Virgilio held out his bat. “Use this,” he suggested, “before your dad uses it on me.”
“Don’t listen to him,” I whispered to Virgilio. “His own mother even says he’s all mouth.”
I went out to the plate and stood with my toes touching the edge of it.
“You better stand back a foot or so,” the ump said, “or that guy will drill you.”
I stepped back and waited. I saw the pitcher wind up. I saw the white ball leave his hand and I swung. I hit nothing.
“Strike one,” the ump cried.
Then I swung again. “Strike two.”
And I swung again. “Strike three. Game over.”
I didn’t even get close. And when I got back to Dad he said, “It looked like you were chopping wood out there.” Then he kicked the dirt like he was trying to leave a bruise on the planet.
“I tried my best,” I said. “I told you I never did it before.”
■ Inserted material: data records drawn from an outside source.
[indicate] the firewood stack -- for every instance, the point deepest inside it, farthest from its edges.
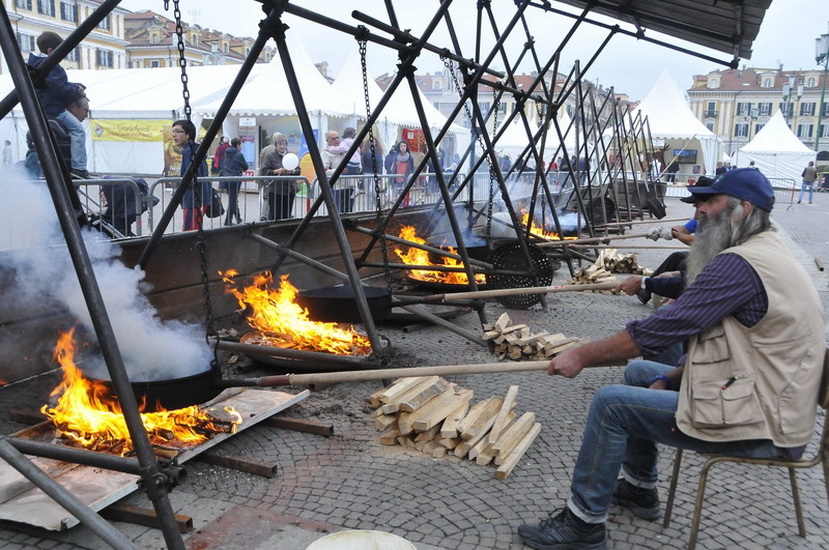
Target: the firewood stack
(615, 262)
(518, 342)
(430, 415)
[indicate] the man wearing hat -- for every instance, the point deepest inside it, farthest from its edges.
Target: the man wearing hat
(747, 386)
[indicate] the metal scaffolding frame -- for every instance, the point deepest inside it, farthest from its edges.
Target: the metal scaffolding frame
(628, 136)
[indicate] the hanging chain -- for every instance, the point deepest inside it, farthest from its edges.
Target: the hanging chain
(201, 243)
(378, 201)
(451, 68)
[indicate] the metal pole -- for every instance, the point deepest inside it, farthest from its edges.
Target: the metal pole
(76, 456)
(59, 494)
(822, 100)
(212, 131)
(66, 214)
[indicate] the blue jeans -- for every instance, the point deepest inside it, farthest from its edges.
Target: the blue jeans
(624, 424)
(806, 185)
(77, 139)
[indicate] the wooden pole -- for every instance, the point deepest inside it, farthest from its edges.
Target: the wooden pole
(441, 370)
(439, 298)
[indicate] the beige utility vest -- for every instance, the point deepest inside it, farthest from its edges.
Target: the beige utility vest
(760, 382)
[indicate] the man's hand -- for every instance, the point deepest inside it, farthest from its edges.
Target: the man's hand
(567, 363)
(630, 286)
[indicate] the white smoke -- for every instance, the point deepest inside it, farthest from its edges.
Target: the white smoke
(32, 245)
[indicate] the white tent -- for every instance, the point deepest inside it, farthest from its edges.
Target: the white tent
(670, 118)
(126, 95)
(398, 113)
(776, 151)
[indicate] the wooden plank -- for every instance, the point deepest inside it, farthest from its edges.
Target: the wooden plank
(449, 428)
(473, 414)
(25, 416)
(300, 425)
(414, 402)
(432, 412)
(401, 386)
(484, 421)
(513, 435)
(33, 507)
(143, 516)
(240, 463)
(501, 418)
(392, 404)
(518, 453)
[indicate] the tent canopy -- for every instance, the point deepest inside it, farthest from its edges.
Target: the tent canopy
(776, 151)
(670, 117)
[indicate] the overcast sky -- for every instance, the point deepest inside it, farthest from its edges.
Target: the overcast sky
(786, 36)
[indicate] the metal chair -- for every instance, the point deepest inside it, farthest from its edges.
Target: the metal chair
(821, 456)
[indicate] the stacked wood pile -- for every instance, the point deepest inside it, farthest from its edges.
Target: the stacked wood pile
(518, 342)
(608, 263)
(430, 415)
(615, 262)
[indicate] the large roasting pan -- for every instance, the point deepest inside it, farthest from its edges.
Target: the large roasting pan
(173, 393)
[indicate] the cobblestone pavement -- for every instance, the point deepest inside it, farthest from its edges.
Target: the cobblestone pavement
(351, 481)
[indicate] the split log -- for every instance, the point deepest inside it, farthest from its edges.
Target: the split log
(433, 412)
(501, 418)
(449, 428)
(518, 453)
(512, 436)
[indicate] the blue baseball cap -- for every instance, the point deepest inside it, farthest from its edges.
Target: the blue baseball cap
(748, 184)
(702, 181)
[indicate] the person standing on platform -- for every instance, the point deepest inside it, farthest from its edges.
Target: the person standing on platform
(809, 176)
(281, 192)
(233, 164)
(195, 202)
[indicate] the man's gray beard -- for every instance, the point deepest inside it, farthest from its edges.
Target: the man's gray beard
(713, 235)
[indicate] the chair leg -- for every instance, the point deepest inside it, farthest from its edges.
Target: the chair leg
(798, 508)
(669, 504)
(703, 479)
(826, 475)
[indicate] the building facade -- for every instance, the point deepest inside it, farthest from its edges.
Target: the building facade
(736, 103)
(104, 48)
(124, 39)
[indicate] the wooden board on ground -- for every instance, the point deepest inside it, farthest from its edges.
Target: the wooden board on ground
(98, 488)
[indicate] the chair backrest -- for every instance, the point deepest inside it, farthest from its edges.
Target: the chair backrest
(823, 393)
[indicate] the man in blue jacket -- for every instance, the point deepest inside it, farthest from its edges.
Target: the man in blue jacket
(56, 93)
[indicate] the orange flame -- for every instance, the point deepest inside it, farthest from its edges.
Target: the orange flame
(284, 323)
(88, 415)
(418, 256)
(539, 231)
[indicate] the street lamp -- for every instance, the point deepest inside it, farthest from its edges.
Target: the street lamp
(821, 57)
(788, 92)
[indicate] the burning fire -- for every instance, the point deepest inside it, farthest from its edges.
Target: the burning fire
(541, 231)
(418, 256)
(88, 415)
(283, 323)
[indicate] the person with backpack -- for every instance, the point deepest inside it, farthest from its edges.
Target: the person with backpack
(233, 164)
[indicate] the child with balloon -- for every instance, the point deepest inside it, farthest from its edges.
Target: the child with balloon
(280, 192)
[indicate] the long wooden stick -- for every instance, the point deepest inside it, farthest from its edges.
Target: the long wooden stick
(439, 298)
(605, 239)
(440, 370)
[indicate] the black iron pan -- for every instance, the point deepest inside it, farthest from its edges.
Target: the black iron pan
(336, 304)
(174, 393)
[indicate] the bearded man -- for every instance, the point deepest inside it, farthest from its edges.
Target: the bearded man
(747, 386)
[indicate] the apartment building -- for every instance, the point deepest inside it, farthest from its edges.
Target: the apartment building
(124, 39)
(105, 48)
(736, 103)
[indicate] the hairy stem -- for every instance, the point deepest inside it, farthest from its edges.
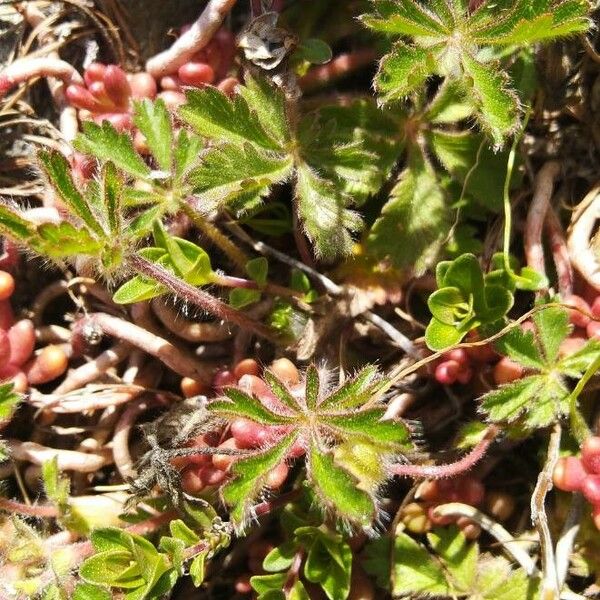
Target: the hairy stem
(193, 40)
(550, 586)
(199, 298)
(544, 185)
(453, 469)
(457, 509)
(214, 234)
(180, 361)
(24, 69)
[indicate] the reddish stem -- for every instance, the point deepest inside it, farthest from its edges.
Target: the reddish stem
(24, 69)
(560, 253)
(544, 183)
(337, 68)
(37, 510)
(190, 42)
(199, 298)
(453, 469)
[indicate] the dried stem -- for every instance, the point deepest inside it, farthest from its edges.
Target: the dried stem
(120, 441)
(333, 288)
(189, 330)
(337, 68)
(175, 358)
(214, 234)
(68, 460)
(199, 298)
(550, 586)
(578, 242)
(544, 185)
(36, 510)
(24, 69)
(560, 253)
(190, 42)
(452, 469)
(94, 369)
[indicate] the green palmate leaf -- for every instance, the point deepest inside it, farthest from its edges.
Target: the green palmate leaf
(15, 226)
(543, 397)
(9, 400)
(521, 346)
(106, 143)
(138, 289)
(112, 189)
(227, 171)
(313, 386)
(280, 558)
(280, 390)
(263, 584)
(186, 152)
(268, 103)
(415, 572)
(403, 71)
(497, 105)
(64, 240)
(329, 563)
(459, 556)
(450, 105)
(404, 17)
(215, 116)
(326, 220)
(458, 154)
(57, 487)
(414, 222)
(552, 326)
(154, 122)
(243, 405)
(88, 591)
(250, 475)
(337, 488)
(354, 392)
(58, 171)
(526, 22)
(238, 298)
(198, 569)
(368, 424)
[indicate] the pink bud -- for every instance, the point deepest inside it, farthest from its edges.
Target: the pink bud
(143, 85)
(568, 474)
(447, 371)
(80, 97)
(590, 488)
(196, 74)
(117, 86)
(95, 72)
(577, 318)
(590, 454)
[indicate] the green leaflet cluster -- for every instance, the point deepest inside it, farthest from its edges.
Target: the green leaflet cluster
(341, 432)
(541, 397)
(331, 159)
(451, 567)
(445, 38)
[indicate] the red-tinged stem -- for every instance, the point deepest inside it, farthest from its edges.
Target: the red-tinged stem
(560, 253)
(453, 469)
(24, 69)
(340, 66)
(582, 228)
(37, 510)
(193, 40)
(249, 284)
(199, 298)
(177, 359)
(544, 184)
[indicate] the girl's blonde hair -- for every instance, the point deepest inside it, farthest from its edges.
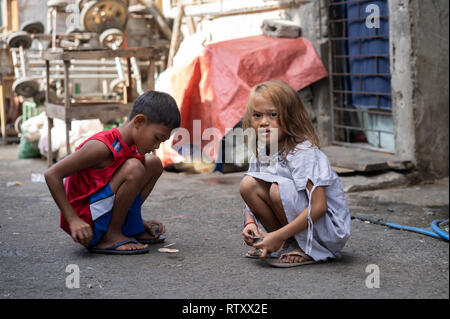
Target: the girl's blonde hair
(293, 116)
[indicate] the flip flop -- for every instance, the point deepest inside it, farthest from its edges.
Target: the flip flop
(257, 254)
(306, 260)
(111, 250)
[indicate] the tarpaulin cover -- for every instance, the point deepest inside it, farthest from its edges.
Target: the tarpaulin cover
(215, 86)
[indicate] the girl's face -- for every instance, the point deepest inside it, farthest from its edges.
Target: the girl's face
(265, 120)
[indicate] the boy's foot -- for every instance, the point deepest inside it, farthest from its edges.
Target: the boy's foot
(152, 234)
(108, 242)
(128, 246)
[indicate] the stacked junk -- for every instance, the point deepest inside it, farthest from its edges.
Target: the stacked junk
(89, 26)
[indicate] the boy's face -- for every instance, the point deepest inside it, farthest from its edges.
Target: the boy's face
(148, 136)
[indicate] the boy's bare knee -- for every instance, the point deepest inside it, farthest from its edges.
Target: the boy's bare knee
(133, 168)
(153, 165)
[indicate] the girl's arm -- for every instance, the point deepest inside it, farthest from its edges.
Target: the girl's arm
(274, 240)
(92, 154)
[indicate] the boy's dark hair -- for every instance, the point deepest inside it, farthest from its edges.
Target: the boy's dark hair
(158, 107)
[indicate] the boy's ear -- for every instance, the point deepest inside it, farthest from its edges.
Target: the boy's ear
(140, 119)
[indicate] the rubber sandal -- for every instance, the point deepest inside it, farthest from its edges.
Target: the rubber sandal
(257, 254)
(306, 260)
(111, 250)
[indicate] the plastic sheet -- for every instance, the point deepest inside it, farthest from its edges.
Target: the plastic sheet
(215, 86)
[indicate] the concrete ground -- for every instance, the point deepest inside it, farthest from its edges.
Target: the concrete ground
(202, 214)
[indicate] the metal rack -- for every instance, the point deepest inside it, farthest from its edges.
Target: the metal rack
(72, 109)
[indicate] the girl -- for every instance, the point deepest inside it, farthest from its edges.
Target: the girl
(293, 192)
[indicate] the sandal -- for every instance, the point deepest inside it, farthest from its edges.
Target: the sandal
(296, 252)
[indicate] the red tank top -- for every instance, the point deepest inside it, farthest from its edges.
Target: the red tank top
(81, 185)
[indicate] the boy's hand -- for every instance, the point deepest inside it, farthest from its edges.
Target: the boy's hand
(81, 231)
(271, 242)
(250, 231)
(160, 228)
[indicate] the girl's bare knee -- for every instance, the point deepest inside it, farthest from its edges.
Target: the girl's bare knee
(274, 193)
(247, 185)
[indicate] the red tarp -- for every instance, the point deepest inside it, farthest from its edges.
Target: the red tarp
(215, 86)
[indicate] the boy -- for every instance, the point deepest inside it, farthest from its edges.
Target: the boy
(110, 175)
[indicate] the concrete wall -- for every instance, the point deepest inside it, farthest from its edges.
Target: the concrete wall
(420, 86)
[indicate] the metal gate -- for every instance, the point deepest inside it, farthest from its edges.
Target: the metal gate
(359, 74)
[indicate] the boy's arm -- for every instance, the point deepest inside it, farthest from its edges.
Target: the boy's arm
(92, 154)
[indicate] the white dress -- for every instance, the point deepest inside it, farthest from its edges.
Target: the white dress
(326, 237)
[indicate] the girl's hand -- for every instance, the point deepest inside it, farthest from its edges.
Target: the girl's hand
(271, 242)
(249, 232)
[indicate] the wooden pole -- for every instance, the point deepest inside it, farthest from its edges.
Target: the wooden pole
(67, 103)
(3, 116)
(176, 34)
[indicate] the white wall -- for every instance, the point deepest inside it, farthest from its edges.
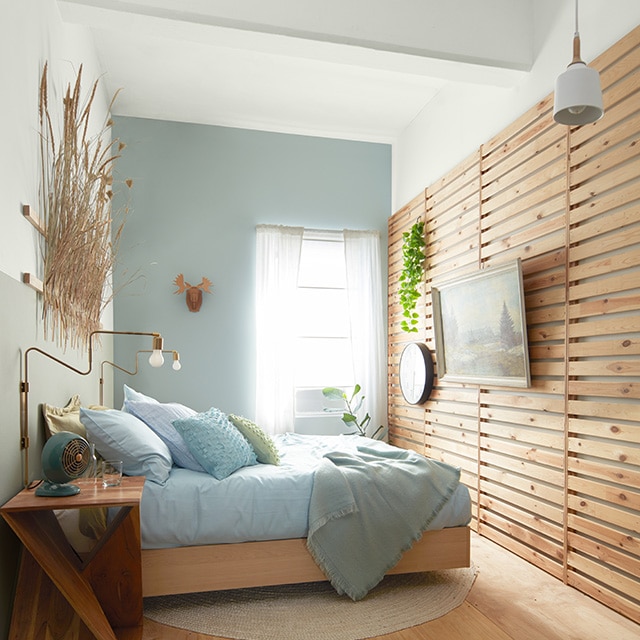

“I’m sorry,” he replied. “I’m just a little intense sometimes. I want to win for a change.”
“Hey,” said Leezy, and I swear I saw her reach out and twisty-pinch Dad on the back of his arm like she was turning his intensity dial down. “Great pitching. An awesome debut. If this were the big leagues you’d already be talked about as the rookie of the year.”
I smiled at her and would have just stood there forever with a silly grin on my face, but suddenly the pizza delivery truck pulled up and a guy ran out looking lost. Leezy waved to him. “Over here,” she hollered. “You’re right on time to feed the next Nolan Ryan.”